Hello Ytai,
Great product - just love it!
I am not sure if this is the right group to send this request, if not
please guide. I am hoping to make a positive contribution to this community.
I have used IOIO in past and have started using it for a pretty big project
using some intricate hardware. I ran into problems for effectively using
I2C devices and most of these were attributed to the fact that
ioio.lib.api.TwiMaster.Result has a waitReady that blocks forever. This is
problematic esp. when the I2C slave's behavior is not always completely
determistic - as is the case with many complex hardwares. The thread blocks
forever and recovery logic becomes more complex than original operation
esp. when monitoring multiple such devices. For now I had to resort to some
pretty ugly work-arounds. However, a waitReady in Result that times out -
would make an application developer's task a lot easier.

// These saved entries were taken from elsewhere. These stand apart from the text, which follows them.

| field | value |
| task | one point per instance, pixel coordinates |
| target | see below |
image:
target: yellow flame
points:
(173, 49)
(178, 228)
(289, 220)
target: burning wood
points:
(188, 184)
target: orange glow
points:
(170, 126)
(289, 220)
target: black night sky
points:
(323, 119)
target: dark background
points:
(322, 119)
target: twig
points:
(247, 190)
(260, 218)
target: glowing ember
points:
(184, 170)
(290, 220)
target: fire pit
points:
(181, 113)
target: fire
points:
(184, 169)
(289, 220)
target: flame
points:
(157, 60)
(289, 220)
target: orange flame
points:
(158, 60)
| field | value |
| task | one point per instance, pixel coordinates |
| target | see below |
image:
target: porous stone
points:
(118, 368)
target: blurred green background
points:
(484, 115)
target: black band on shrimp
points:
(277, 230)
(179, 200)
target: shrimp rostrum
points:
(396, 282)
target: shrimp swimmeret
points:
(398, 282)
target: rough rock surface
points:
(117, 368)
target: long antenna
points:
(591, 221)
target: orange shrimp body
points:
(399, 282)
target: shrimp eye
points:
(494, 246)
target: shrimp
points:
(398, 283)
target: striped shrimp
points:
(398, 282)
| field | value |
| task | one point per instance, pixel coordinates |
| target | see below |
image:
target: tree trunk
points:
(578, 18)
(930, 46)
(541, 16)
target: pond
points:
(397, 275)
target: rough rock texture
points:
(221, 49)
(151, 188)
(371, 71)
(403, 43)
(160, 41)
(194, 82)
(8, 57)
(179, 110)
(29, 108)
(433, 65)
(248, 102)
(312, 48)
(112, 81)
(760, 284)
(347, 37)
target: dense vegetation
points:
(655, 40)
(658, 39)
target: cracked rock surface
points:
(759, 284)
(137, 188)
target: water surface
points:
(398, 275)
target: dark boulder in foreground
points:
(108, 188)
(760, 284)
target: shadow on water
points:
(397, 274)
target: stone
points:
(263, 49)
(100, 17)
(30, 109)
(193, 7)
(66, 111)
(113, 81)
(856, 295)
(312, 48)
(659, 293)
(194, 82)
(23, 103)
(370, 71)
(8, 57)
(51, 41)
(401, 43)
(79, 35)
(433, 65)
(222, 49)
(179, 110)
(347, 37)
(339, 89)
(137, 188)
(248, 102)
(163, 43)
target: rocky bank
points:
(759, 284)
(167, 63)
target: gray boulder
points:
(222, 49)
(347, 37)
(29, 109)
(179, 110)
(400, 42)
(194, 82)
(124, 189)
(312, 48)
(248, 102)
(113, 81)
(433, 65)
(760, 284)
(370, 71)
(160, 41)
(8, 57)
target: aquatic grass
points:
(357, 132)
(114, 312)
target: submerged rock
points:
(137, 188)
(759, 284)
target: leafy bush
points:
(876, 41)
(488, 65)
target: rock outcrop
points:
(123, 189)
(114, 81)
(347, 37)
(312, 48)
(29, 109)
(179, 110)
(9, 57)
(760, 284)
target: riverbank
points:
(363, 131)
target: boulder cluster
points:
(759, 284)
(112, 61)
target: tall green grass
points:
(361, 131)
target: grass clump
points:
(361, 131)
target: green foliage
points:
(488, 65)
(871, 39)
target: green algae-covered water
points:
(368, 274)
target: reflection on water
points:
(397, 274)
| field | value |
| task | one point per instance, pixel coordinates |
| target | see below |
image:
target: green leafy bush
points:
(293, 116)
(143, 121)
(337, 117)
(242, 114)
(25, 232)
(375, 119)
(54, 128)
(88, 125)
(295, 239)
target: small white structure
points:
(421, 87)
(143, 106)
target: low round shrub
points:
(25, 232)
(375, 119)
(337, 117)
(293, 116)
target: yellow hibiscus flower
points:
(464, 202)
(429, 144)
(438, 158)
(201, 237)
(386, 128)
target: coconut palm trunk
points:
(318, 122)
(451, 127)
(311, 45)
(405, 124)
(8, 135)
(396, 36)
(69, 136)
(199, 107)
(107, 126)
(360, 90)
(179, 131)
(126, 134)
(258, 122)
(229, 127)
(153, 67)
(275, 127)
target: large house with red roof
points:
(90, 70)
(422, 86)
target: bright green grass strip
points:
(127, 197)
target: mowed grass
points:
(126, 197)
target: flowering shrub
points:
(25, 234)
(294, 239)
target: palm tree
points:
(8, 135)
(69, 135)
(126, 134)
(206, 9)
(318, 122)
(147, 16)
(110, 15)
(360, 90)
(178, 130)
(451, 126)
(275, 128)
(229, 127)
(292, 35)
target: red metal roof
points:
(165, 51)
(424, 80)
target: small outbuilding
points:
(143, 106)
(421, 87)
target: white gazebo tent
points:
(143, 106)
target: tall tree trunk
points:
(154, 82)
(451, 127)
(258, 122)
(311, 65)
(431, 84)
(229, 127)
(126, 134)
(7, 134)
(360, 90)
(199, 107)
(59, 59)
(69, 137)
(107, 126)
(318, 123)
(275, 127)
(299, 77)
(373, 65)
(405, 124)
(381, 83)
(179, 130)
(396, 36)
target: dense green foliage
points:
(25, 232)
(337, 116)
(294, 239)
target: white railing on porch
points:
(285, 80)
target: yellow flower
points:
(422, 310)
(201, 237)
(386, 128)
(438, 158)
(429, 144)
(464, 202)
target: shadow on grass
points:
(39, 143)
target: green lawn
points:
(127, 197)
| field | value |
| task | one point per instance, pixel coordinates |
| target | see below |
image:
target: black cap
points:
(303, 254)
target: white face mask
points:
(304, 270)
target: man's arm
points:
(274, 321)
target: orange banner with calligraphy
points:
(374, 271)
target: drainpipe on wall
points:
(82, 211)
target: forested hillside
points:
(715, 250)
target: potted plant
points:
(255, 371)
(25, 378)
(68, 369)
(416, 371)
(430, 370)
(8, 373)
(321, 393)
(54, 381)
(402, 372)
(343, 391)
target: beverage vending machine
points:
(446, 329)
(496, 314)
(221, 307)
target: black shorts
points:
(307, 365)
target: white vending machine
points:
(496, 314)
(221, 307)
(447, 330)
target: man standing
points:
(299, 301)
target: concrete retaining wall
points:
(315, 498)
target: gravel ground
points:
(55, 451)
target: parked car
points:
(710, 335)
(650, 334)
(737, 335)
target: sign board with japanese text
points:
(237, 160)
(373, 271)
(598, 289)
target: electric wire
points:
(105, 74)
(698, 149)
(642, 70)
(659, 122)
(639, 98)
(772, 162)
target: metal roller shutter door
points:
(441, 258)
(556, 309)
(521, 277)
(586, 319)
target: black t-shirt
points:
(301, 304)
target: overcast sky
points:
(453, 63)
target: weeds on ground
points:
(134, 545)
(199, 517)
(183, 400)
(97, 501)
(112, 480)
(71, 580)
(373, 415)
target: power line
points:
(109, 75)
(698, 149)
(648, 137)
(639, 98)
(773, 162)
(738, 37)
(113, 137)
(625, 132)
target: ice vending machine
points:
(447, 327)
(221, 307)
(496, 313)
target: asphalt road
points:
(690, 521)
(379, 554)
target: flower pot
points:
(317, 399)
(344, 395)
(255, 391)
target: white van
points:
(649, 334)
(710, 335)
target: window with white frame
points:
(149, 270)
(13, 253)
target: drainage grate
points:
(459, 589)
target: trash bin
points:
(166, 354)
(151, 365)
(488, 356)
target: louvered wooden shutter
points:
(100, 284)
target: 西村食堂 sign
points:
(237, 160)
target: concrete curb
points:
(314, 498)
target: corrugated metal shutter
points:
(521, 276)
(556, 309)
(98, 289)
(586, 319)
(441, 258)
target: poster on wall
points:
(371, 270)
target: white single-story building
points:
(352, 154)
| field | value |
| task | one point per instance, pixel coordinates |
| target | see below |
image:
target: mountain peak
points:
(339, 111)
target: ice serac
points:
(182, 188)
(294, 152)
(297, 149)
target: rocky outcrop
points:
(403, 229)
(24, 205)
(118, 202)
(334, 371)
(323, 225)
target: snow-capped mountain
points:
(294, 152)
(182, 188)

So I have the
following suggestion, which I would appreciate if you can please consider
to make something similar to this available in your next API release.
In ioio.lib.impl.ResourceLifeCycle, add the following method:
protected synchronized void safeWait*(long millis)* throws
ConnectionLostException, InterruptedException {
if (state_ == State.CLOSED) {
throw new InterruptedException("Resource closed");
} else if (state_ == State.DISCONNECTED) {
throw new ConnectionLostException();
}
wait(*millis*);
}
In ioio.lib.api.TwiMaster.Result interface, add the following method:
public boolean waitReady*(long millis)* throws ConnectionLostException,
InterruptedException;
In ioio.lib.impl.TwiMasterImpl.TwiResult class, add the following method:
@Override
public synchronized boolean waitReady*(long millis)* throws
ConnectionLostException,
InterruptedException {
checkState();
while (!ready_) {
safeWait(*millis*);
}
return success_;
}
Another issue for working with I2C devices, I was not able to come up with
a reliable solution to "ping" a I2C slave with IOIO master to determine if
slave is indeed present. For example, connecting my I2C device to a
bus-pirate, master can write an address of the slave on the bus and obtain
an ACK and this would be an indication that a slave is indeed present at
that address. My logic analyzer shows the same with this bus-pirate setup.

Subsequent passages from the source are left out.